Hiccup #1: Should There Be Guidelines for What My Au Pair Can Order at a Restaurant?
Cooking homemade meals for my family is something I take very seriously as a mother. But that kind of time commitment can get exhausting.
When I reward myself with a night off from cooking, and we all head out to a restaurant, my goal is not to cook or clean up… It’s not to take my small children and my Au Pair out for an expensive meal.
Our issue surfaced when my husband and I realized that every time we would go out, no matter the restaurant, our Au Pair would seem to order one of the most expensive meals on the menu, and that situation made us uncomfortable.
Making a conscious effort to choose family-friendly restaurants that often times have free kids meals, we were looking to spend a reasonable amount on a dinner for four plus one baby. (A baby who apparently looked old enough for crayons even though he wouldn’t know what to do with them other than eat them).
When he noticed she was ordering the more expensive meals on a regular basis, my husband’s irritation grew. This led to him making sarcastic comments to our Au Pair about the prices of the meals she selected. This, in turn, led to her asking if she could order certain things even though they were higher-priced…
And then it got awkward.
Au Pairs aren’t adults. They may not understand our money issues without an explanation.
Addressing issues, especially if they’re money-related, can be difficult when hosting an Au Pair. She sees what you spend your money on and what do choose not to spend your money on.
Just because a Host Family may have luxury vehicles or a very nice house doesn’t mean that they have unending amounts of money to spend on everything. In my experience, every family has their priorities when it comes to money: spend here, save there, etc., and it’s not anyone’s right to pass judgment on those decisions.
Have you ever heard that when someone else is paying for a meal, you ask them what they’re having before you choose what to order? Then, you choose something similar in price?
I don’t know if this etiquette just wasn’t passed down to my Au Pair’s generation, or if this is a cultural expectation. Communicating this, and other forms of etiquette, to your Au Pair can help you avoid similarly uncomfortable situations.
Hiccup #2: When Your Au Pair’s Level of Cleanliness Isn’t the Same as Yours.
I know I’m super Type-A and a complete organization and neat freak. So, when I see toys lying about during my Au Pair’s work time or her dirty dishes sitting by the sink for too long, I can feel my level of anxiety rising.
Of course, I put in my Host Family profile what my cleanliness expectations were, but reading about something and experiencing it are two different things! (I’m sure no one could imagine what it’s like to live with me until you’ve survived it).
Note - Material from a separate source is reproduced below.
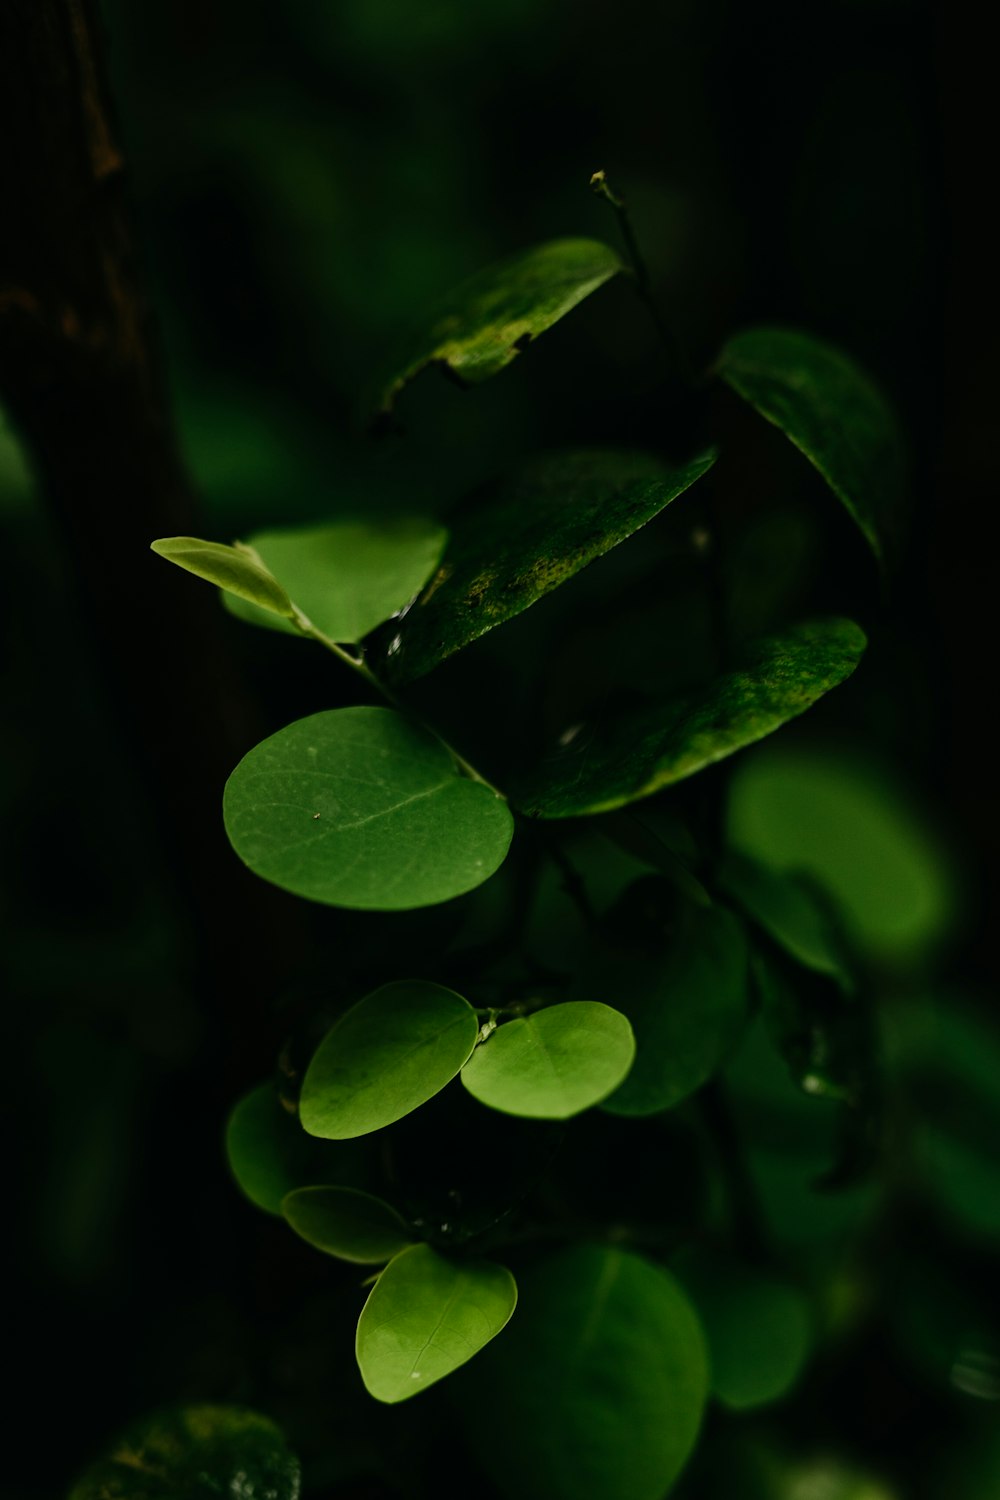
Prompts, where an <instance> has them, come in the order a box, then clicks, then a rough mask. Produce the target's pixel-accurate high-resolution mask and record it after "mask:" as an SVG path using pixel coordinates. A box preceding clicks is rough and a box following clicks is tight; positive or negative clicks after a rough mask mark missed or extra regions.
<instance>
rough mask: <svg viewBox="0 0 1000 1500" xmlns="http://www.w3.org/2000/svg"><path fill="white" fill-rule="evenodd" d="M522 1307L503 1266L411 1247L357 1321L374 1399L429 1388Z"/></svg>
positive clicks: (448, 1373)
Having her adjust to my anal-retentive level of organization has been a work in progress. But, when something bothers you on any level, the best solution is to address it head-on.
Hiccup #3: What If Your Au Pair Needs More Than a Few Reminders… About the Same Thing?
When it comes to addressing issues, this one is one of those minor annoyances that becomes progressively more irritating over time.
For some unknown reason, my Au Pair repeatedly forgets to pull the back door closed tightly, and it is often blown ajar or left half closed. Reminding her time and time again to do the same thing gets old, and we start to feel like she isn’t listening.
After getting rather exhausted with the repetition, I finally just posted a sign on the door that says, “Please shut door tightly” as a not-so-subtle reminder of what needs to take place. Problem solved.
Note: If you find yourself addressing issues like this one, I do recommend verbal discussion before using a sign. Even though our verbal reminders weren’t enough, personal communication is important. In this case, the sign supported what I’d already told her in person, coming across as a reminder rather than a rude note.
During our first six months, we’ve found ourselves addressing issues like these, and also really minor issues that are so trivial they needn’t be discussed.
But along with the hiccups come unexpected benefits.
Did I ever expect my Au Pair to share so much of my own personality, or to fall so quickly in love with my boys? No.
Did I expect to hear my Au Pair say, “I love you” to them before a nap or bedtime, just as an older sibling and family member would? Not particularly.
In most cases, I hate surprises, but in this case, some surprises are a welcomed addition to our hosting experience!